Used to have a server cluster that used some 'hologram' style router on the receiving end, to spread load. It had a hard limit on # packets per second it could handle. I changed our app to combine sends (2ms timer, not 40ms!) and halved our total traffic packet count. Put off the day they had to buy more server-side hardware to handle the load.

Btw if the clients are on wifi networks, then there's no point in aggregating sends past a pretty small size (512 bytes?) because wifi fragments (used to fragment?) packets to that smaller size over the air, and never reassembles them, leaving that to the target server.

[+] oasisbob|5 years ago|reply
> wifi fragments (used to fragment?) packets

802.11n and 802.11ac both don't do this. In contrast, they have several layers of packet aggregation (AMPDU/AMSDU). [1]
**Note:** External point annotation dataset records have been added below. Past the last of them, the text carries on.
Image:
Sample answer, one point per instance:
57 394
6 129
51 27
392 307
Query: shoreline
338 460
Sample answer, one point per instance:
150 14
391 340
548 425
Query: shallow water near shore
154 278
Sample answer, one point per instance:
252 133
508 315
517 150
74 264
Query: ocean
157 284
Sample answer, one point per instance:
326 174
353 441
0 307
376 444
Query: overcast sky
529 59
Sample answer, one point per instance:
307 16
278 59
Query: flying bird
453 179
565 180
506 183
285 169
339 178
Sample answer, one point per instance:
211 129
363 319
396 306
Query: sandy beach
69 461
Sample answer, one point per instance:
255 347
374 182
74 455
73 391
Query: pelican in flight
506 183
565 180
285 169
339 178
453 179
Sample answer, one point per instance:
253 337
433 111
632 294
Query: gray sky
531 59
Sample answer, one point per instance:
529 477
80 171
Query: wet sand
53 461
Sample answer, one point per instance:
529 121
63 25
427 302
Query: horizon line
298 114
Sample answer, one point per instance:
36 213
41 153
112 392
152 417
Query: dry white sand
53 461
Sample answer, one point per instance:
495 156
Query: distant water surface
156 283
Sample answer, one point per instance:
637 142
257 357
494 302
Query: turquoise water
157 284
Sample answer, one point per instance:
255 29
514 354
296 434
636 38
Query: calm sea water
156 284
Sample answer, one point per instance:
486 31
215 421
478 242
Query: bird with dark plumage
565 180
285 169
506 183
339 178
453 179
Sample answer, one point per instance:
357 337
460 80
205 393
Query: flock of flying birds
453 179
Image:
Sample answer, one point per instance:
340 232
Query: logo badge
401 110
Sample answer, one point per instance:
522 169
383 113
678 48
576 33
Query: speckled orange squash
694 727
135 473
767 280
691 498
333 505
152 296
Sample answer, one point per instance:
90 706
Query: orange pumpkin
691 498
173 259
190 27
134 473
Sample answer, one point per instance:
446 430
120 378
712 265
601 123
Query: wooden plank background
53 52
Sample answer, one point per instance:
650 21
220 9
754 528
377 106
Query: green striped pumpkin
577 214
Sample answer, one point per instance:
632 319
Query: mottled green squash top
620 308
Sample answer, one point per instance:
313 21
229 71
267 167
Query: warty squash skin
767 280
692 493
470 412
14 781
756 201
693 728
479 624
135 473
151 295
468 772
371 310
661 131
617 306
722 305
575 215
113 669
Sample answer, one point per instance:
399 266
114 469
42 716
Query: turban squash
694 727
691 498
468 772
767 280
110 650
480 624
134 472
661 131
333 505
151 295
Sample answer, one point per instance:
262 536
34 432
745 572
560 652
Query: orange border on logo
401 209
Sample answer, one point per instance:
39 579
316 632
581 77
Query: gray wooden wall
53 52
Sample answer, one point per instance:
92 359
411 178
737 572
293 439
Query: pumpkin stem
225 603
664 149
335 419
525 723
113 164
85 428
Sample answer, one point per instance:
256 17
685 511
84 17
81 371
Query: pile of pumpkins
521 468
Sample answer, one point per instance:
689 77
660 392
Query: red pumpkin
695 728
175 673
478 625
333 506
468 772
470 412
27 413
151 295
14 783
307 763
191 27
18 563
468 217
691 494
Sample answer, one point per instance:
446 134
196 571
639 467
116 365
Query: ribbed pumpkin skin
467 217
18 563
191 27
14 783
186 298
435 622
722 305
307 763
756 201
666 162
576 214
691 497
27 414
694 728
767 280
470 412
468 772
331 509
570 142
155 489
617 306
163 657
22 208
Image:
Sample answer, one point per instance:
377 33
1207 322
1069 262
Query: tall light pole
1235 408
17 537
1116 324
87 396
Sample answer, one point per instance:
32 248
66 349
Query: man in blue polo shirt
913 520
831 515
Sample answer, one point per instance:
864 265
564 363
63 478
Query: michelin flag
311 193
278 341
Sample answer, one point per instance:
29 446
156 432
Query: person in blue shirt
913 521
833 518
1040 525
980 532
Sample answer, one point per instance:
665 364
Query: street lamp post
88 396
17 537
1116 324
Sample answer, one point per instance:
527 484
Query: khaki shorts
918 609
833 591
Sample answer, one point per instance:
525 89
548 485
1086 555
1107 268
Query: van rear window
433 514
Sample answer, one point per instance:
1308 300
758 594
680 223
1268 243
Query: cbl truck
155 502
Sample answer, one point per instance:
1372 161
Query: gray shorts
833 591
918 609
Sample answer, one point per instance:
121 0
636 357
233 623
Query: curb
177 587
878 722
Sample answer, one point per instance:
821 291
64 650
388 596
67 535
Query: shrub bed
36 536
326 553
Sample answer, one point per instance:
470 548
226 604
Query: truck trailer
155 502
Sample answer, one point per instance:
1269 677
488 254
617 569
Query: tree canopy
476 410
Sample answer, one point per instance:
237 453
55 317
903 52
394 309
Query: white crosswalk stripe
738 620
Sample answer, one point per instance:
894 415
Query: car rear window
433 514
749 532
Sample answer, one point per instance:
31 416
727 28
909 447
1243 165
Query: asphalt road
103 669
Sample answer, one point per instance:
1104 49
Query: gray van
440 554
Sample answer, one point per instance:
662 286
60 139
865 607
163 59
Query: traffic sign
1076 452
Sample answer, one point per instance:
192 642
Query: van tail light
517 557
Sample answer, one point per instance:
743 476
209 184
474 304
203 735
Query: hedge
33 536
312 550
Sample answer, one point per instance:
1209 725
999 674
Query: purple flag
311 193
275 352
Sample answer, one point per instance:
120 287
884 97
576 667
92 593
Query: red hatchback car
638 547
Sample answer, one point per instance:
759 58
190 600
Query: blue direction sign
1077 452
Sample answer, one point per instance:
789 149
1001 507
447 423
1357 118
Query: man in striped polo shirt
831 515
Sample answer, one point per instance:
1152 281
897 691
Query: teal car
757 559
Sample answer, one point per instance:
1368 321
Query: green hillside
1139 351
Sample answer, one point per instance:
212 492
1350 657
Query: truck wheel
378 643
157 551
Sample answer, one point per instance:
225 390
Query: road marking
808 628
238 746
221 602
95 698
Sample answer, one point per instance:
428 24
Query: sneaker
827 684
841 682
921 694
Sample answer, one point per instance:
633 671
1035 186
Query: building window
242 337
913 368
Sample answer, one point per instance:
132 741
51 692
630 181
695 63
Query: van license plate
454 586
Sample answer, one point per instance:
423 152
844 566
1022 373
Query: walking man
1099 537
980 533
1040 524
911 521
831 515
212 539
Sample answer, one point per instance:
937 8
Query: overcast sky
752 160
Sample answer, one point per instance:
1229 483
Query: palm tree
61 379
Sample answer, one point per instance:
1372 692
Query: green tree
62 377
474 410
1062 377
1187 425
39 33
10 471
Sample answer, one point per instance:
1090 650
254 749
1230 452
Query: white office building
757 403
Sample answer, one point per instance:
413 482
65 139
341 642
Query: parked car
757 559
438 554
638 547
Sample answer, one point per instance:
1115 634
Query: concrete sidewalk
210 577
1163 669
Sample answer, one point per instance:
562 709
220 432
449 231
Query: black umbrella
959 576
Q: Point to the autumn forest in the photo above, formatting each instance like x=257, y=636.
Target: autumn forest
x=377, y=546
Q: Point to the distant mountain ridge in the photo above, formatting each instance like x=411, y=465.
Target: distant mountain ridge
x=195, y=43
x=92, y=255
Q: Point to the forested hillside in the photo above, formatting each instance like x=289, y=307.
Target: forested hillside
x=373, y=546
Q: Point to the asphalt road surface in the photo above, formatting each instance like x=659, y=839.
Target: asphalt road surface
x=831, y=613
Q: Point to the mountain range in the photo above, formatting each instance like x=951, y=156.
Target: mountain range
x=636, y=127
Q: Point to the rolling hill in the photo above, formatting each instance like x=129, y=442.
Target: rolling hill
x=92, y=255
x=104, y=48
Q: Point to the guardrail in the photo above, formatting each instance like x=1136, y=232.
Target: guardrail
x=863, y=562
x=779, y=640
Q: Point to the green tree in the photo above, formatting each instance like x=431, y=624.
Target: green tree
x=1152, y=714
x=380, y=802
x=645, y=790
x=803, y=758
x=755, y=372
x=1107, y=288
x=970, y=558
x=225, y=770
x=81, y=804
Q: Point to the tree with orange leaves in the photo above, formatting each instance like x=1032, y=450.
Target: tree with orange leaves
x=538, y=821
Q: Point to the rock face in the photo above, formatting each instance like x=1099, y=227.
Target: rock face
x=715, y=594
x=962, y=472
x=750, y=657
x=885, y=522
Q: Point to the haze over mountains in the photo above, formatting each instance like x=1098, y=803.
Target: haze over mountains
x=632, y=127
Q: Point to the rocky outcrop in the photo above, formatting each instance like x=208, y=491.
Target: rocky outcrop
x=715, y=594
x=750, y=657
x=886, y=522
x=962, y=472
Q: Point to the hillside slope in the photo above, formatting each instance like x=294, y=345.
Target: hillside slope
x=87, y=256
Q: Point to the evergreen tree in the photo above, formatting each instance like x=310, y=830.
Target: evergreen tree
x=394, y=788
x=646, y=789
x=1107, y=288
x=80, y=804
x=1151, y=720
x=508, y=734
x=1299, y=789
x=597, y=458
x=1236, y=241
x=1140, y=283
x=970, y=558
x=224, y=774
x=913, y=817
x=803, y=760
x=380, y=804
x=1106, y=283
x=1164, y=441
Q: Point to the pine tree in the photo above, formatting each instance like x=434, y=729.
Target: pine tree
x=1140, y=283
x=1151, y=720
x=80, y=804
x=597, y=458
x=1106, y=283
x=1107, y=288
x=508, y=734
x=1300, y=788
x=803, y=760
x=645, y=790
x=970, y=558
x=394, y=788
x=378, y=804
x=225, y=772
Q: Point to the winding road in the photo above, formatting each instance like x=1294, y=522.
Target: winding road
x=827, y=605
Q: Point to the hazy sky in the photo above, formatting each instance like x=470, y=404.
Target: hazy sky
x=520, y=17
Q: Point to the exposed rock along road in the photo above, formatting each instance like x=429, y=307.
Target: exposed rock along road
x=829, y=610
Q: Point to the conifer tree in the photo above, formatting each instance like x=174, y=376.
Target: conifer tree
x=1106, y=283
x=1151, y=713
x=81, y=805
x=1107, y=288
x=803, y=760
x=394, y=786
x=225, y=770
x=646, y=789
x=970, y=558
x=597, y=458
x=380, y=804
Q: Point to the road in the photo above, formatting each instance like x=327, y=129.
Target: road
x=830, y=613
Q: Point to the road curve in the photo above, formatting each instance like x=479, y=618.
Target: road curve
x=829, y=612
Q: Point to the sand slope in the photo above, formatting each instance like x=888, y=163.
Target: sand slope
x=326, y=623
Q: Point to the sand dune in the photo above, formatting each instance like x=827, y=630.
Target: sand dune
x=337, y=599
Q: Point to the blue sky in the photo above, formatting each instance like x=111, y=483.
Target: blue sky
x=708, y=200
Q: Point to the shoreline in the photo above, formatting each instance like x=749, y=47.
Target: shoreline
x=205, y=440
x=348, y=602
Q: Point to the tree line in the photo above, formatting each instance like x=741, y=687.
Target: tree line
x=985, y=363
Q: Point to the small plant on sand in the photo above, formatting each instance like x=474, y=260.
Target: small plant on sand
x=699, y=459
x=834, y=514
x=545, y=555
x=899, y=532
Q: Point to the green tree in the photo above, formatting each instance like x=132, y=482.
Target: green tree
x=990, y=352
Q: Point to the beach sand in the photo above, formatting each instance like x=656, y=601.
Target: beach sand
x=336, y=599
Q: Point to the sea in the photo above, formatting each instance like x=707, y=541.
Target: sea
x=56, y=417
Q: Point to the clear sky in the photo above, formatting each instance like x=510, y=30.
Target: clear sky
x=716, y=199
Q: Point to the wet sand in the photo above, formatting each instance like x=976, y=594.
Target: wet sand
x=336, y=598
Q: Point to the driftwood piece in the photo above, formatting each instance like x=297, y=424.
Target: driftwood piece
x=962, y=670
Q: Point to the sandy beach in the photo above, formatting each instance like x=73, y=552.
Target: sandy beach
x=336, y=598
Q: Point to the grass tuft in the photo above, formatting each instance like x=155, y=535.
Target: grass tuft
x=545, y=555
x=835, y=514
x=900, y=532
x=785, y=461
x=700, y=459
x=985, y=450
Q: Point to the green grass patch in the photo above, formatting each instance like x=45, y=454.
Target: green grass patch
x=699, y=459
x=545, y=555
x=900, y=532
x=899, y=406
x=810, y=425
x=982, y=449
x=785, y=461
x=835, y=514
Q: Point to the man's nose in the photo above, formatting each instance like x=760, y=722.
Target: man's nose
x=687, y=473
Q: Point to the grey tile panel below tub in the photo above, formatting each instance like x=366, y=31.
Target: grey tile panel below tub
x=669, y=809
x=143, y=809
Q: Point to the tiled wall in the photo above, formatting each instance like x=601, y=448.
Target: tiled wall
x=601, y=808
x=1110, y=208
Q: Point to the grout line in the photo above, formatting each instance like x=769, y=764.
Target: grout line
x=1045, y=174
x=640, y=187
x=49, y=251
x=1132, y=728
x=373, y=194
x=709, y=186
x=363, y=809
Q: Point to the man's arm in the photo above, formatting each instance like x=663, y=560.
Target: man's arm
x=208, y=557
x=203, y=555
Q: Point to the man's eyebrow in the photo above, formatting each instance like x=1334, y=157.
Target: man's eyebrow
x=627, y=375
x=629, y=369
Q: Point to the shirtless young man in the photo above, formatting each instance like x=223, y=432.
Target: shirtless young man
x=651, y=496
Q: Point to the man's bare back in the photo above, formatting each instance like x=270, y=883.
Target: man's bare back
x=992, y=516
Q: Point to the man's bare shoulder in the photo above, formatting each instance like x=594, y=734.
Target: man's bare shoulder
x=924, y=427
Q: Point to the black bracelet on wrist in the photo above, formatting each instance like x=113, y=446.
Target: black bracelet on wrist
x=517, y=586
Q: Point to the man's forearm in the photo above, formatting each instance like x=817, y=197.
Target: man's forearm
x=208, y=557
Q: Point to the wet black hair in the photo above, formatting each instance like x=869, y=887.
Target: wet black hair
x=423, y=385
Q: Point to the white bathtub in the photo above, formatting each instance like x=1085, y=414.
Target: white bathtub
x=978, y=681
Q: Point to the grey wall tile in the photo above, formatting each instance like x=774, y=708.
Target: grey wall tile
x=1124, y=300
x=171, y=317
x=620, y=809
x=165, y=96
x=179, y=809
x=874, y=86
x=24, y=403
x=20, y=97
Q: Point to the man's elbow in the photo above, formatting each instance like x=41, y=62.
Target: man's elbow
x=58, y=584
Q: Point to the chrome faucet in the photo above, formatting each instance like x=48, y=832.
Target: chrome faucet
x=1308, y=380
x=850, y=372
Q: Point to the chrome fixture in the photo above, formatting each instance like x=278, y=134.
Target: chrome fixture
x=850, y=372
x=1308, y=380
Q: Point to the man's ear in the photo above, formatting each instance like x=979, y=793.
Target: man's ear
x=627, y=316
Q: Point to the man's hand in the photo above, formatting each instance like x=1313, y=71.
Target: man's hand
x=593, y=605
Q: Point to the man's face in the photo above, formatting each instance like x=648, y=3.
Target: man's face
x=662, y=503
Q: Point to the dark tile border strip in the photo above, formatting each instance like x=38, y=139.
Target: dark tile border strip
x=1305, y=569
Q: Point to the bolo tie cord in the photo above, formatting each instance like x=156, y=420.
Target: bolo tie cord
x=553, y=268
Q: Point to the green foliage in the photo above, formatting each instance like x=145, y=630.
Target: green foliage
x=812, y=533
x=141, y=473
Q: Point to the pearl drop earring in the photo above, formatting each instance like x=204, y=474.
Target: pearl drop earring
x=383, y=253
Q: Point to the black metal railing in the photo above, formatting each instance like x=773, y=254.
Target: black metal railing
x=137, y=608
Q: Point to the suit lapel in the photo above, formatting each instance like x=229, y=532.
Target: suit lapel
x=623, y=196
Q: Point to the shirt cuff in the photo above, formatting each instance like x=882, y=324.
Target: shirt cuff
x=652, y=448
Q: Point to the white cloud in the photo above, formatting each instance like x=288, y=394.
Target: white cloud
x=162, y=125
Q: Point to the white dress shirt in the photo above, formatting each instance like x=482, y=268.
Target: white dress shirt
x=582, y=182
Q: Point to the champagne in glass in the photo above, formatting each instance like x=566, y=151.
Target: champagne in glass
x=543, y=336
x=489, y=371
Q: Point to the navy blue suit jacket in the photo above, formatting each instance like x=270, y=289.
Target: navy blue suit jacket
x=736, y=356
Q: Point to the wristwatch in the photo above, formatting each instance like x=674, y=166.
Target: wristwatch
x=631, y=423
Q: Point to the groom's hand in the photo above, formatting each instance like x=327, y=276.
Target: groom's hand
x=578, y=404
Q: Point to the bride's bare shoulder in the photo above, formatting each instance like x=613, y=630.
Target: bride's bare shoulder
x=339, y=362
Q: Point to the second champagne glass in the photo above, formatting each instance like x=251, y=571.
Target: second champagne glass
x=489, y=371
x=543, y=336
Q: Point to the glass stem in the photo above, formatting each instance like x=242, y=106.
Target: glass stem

Learned about this while troubleshooting latency problems on a noisy 10km point-to-point link.

[1] https://arxiv.org/pdf/1704.07015.pdf

[+] unilynx|5 years ago|reply
> Stuff like this just proves that a large part of this job is just remembering a bunch of weird data points and knowing when to match this story to that problem.

I've hit Nagle far in the past, and reading the title I thought 'well that can't be about Nagle because that was a 200ms delay'

Looks like someone tuned it down to 40ms but didn't dare removing it. It would be interesting to know how they came to that choice

[+] JoeAltmaier|5 years ago|reply
I thought the delay was set in the 'delayed ack' setting?
[+] euph0ria|5 years ago|reply
Why not just use tcpdump or wireshark when troubleshooting network latencies? Usually only takes a minute or two to pinpoint the issue. Then you would need to spend time understanding why the pinpointed behavior is what it is and sometimes it is in the application, sometimes not.. I've solved so many issues over the years with tcpdump that it has become one of the most valuable tools I know.
[+] LeonM|5 years ago|reply
Out of curiosity, how would you debug this issue with Wireshark?

Just look for multiple messages in a single TCP packet? Or is there a better way?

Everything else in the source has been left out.